A short history of motorcycle sport in the UK
Putting the evolution of motorcycle competition into perspective

When motorcycles started to become a popular means of transport at the beginning of the 20th Century, it was predictable (boys being boys) that competition would start amongst the riders and manufacturers. Those early competitions were intended to demonstrate the rider's skill and the reliability of these new fangled contraptions to encourage the public to ride motorcycles as a safe and dependable means of transport.

Trials and hill climbs were the most widespread competitions. These were held on public roads, and in fact members of the public often 'tagged along' with an event, predictably getting in the way. As there was no way of controlling the spectators, there was no means of charging them, so it was unavoidably an amateur sport.
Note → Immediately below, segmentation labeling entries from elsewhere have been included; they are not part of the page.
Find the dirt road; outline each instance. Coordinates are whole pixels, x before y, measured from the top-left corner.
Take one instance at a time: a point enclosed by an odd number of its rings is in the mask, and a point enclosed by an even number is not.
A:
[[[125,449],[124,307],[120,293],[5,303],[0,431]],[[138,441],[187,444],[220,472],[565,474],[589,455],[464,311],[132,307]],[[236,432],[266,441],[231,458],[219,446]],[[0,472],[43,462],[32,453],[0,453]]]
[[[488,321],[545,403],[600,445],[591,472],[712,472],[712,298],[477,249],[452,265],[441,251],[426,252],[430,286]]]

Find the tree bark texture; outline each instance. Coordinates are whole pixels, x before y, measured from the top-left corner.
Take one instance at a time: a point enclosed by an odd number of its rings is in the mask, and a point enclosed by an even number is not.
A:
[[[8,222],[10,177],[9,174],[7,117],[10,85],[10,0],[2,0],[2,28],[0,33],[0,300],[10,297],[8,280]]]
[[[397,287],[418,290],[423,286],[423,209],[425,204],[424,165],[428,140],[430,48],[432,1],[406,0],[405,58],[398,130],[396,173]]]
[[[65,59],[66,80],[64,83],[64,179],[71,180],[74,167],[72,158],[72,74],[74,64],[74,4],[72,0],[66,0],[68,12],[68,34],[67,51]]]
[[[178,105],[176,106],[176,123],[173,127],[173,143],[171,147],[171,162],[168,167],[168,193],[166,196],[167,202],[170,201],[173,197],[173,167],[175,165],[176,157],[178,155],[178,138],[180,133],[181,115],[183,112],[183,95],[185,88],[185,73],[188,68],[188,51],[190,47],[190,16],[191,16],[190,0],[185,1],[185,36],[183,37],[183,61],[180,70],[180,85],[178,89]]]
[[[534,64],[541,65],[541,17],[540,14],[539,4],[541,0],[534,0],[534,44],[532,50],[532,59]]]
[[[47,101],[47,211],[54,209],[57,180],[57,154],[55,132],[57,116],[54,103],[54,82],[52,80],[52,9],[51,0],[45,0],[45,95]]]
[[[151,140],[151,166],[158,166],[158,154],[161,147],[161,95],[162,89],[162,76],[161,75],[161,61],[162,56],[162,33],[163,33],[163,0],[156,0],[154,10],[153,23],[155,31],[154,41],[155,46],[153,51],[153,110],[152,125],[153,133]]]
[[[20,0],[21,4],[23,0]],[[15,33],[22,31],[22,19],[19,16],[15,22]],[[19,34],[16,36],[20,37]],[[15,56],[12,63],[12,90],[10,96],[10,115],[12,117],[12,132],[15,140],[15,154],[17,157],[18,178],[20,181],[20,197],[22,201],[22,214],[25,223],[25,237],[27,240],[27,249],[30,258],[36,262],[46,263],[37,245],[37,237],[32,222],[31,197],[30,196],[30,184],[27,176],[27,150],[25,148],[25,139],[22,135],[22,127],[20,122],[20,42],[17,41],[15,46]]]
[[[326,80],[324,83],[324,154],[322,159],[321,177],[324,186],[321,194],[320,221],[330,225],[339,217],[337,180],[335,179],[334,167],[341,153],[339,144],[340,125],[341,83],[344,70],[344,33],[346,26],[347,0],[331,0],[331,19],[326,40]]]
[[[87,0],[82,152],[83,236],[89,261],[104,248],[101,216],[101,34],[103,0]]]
The Isle of Man provided a rare opportunity to close public roads and run a straightforward 'first past the post is the winner' race. The first TT was held in 1907, the same year that Brooklands opened in Surrey, though the first motorcycle event wasn't until the following year. Through the 20s & 30s generally the machines raced at Brooklands were the most powerful models available, making it a somewhat 'elite' branch of the sport.

After WWI, and through the early 1920s, trials and hill climbs were still the main form of motorcycle competition, apart from the annual outing to the TT Races. The first Victory Trial in 1919, to celebrate the end of the war, was won by Gus Kuhn. These events continued to attract large entries and huge crowds but as road traffic increased the RAC and ACU had to give way to public pressure and a ban on speed events on the public highways was introduced in 1925.

Events went off road and the name 'scramble' was coined. This also gave the opportunity to charge spectators, bringing more money into the sport. Grass track racing became popular (a misnomer - after the bikes have done a couple of laps, there's no grass left!). They tried Gymkhanas too, with novelty events like football matches and surfing. In 1927 races were held around the 'paths' in the grounds of Crystal Palace and these proved to be very popular with the public. Similar events were held at a small number of other venues around the country in the 30s.

Meanwhile, in Australia and America they had been racing motorcycles around cinder covered oval circuits and early in 1928 they tried it at High Beech in Essex. It was a huge success, and dirt track racing swept across the country. Fifty speedway venues opened in the UK in 1928, which indicates the promoters' confidence in the public's demand for the thrills and spills of speedway. They were probably quite cheap and easy to set up bearing in mind that the surface was only cinders or shale and Health and Safety Regulations were not what they are today.

The riders and promoters spent the first year getting to grips with this new sport, with help from the Australian 'old hands'. By 1929 they had organised themselves into teams and started running League championships. Gus Kuhn led the Stamford Bridge team to victory in the first Southern League championship.

Inevitably, 'as the dust settled' most of these new venues did not survive beyond a few years and World War II finished off nearly all the rest. During the war there were a few speedway events but post-war it failed to return to its early glory days. Its country cousin, grass track remained popular, as did trials and scrambles - which eventually became moto-cross.

During the 30s there had been a few circuit race tracks, the most notable being Donington Park, on dirt and paved surfaces. However, in 1945 the country was littered with obsolete airfields, providing hard surfaces to race on. Circuits sprang up all over the place and modern circuit racing, as pioneered by Brooklands, started to develop. Some race machines were based on road going motorcycles and others were purpose built racers. In the 1970s the Gus Kuhn race team were involved in formulating the Superbike class based on road machines and had great success in this new class, which later evolved into the BSB and WSB racing of today.

Up until the 80s it was known as road racing, to differentiate it from the off-road competitions which were not on a paved surface. Now the term is only used for real road racing, i.e. racing on closed public roads, like the TT and the Irish road races. This requires a very different style to racing on modern, purpose built circuits with all their safety features and spectator facilities.